Benefits of Hard-Anodized Cookware
Touch a hard-anodized pot to realize its strength. The smooth cooking surface is stick-resistant, and its solid surface won't corrode, leach or suffer abrasions. If satellites in the sky can depend on the strength of hard-anodized parts to protect them from the rigors of space, then a mere saucepan is sure to have a long life. Hard-anodized cookware also has excellent heat conduction and cleans safely.
Porcelain Enamel Pros
The high-temperature firing of porcelain onto iron has driven the cookware market for over a century. The process was then expanded to include stainless steel and aluminum. The porcelain isn't a coating over a base metal, but a fusion of the two. The rock-hard surface is resistant to scratching and peeling. However, heavy use will turn the enamel color darker, which does not affect the cooking qualities of the pot; instead, it simply indicates years of use. While aluminum and stainless steel porcelain enamels are lighter second cousins to cast iron in the realm of cookware, it's the heft of the iron that gives porcelain enamel its edge with serious cooks.
A Sticky Subject
Hard anodization of aluminum not only creates a smooth surface; the result of the fusion process is that the base aluminum becomes non-porous. Food adheres when first put into the pan, but as it nears doneness, it's released from its bond. Hard-anodized cookware is stick-resistant.
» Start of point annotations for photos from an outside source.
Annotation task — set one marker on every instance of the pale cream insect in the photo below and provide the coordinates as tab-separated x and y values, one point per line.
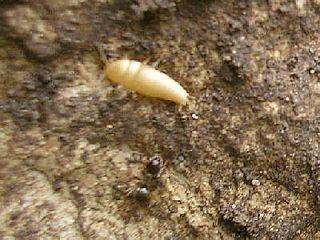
146	80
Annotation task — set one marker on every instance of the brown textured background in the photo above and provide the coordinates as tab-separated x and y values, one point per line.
242	161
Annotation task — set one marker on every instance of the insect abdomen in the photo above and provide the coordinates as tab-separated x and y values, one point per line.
146	81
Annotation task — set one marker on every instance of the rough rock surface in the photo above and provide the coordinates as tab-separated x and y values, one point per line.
241	161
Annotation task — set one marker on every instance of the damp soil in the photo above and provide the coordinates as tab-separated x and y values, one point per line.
84	158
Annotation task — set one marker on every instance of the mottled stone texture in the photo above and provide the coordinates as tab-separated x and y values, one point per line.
241	161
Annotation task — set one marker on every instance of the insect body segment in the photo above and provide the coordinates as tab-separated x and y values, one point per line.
146	81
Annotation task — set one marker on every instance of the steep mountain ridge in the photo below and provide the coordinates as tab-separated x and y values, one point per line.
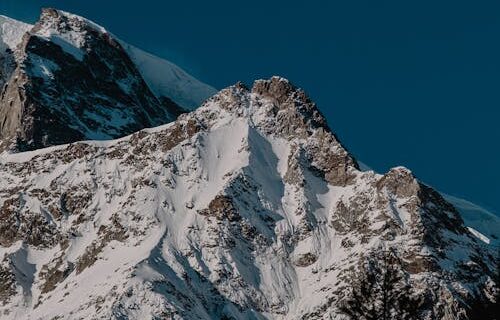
73	81
247	208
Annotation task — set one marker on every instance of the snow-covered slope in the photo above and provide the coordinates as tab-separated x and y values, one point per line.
166	79
482	223
72	76
11	33
247	208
Porcelain enamel over iron, aluminum or stainless steel is non-stick. Bits may be left behind, especially during high-heat cooking, but they scrape off with little effort. A good soak in warm water rinses away any residue without effort.
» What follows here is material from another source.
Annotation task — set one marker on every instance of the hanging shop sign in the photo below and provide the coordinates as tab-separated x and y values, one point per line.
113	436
Both hard-anodized aluminum cookware and porcelain-fused enamel are considered safe. The biggest concern is leaching from the base metal to the food, and if chips in the porcelain are avoided, they are not dangerous. The FDA's Center for Food Safety and Applied Nutrition has deemed enamel-coated cookware safe, including products that are imported.
A Beauty Contest
Hard-anodized aluminum cookware is one color -- gray. That's the result of the oxidation that takes place during the chemical fusion process. Porcelain enamel over a base metal are manufactured in a riot of colors, which makes them ideal additions to well-decorated kitchens. Many cooks tend to collect porcelain enamel cookware in one color and display them as accessories instead of hiding them in cupboards.